民営化以降、投資信託の窓口販売や運用資産の構成を変えるなど、収益拡大を図ってきたゆうちょ銀行。2015年11月には東京証券取引所1部に上場したが、有価証券の運用に偏った収益モデルは前途多難だ。(「週刊ダイヤモンド」編集部 田上貴大)

「強みを生かせる分野に特化する」──。ゆうちょ銀行の池田憲人社長は、今年5月の決算会見で力を込めてこう発言した。だが、目下のところ、その強みを生かし切れているとはいい難い。

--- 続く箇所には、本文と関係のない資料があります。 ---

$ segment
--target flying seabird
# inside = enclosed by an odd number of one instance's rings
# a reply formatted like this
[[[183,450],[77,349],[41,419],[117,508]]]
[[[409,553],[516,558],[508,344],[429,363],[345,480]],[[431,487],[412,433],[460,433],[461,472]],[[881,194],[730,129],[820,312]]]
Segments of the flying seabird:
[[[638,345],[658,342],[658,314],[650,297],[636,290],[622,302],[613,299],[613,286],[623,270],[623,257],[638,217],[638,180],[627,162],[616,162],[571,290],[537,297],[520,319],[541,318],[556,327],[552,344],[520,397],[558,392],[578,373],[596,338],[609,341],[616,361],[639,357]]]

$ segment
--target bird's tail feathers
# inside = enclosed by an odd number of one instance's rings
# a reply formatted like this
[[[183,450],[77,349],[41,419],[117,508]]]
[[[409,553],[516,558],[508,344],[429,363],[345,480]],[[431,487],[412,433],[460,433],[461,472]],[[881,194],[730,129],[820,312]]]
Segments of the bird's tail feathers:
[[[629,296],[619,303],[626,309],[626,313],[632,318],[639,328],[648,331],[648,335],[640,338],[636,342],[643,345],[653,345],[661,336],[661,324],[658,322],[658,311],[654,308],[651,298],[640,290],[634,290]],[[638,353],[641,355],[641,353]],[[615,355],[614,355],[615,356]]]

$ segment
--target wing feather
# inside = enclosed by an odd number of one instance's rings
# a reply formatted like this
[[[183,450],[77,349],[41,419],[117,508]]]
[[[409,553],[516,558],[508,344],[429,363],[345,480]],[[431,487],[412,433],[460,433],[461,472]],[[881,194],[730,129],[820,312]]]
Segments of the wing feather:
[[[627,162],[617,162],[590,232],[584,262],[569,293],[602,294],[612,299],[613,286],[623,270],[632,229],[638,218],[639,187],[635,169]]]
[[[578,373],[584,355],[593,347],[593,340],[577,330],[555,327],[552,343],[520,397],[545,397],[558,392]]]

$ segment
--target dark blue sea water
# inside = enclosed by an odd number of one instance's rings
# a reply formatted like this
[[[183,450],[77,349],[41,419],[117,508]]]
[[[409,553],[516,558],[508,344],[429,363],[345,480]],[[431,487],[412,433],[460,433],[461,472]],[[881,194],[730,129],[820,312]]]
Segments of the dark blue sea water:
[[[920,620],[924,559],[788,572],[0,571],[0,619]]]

 まず、ゆうちょ銀行の2017年3月末時点の総資産額は209兆円で、事業規模は邦銀トップクラスだ。三菱UFJフィナンシャル・グループ(FG)の303兆円には及ばないものの、三井住友FGの197兆円、みずほFGの200兆円を上回ることからも、それは明らかだ。

 とりわけ、全国に2万4000局もある郵便局は、日本全国の顧客から179兆円もの預金を集める巨大ネットワーク。これは三菱UFJFGの同170兆円をもしのぎ、邦銀最大の集金力を誇る。

 ところが、収益性に目を転じると、いささか様相が異なってくる。ゆうちょ銀行の純利益は3122億円(17年3月期)と、メガバンク3位のみずほFGの6035億円の半分ほどでしかないのだ。

 その最大の理由は、ゆうちょ銀行の“一本足打法”のビジネスモデルにある。

 というのも、ゆうちょ銀行の業務粗利益(一般企業における売上総利益)の約9割が、債券や株式など有価証券を運用して得られる利息や配当収入といった資金利益だからだ(図(1))。

 それも無理はない。他の銀行は集めた預金を企業に貸し出し、金利差である利ざやを収益源としているが、そうした業務はゆうちょ銀行に認められていないのだ。

 理由は、融資の審査能力に対する懸念と、民業圧迫という観点から地方銀行などの猛反発を受けたこと。ゆうちょ銀行は収益源の多角化を目指して、12年に企業への貸し出し業務の認可を申請したが、こうした理由から申請そのものを取り下げざるを得なかった。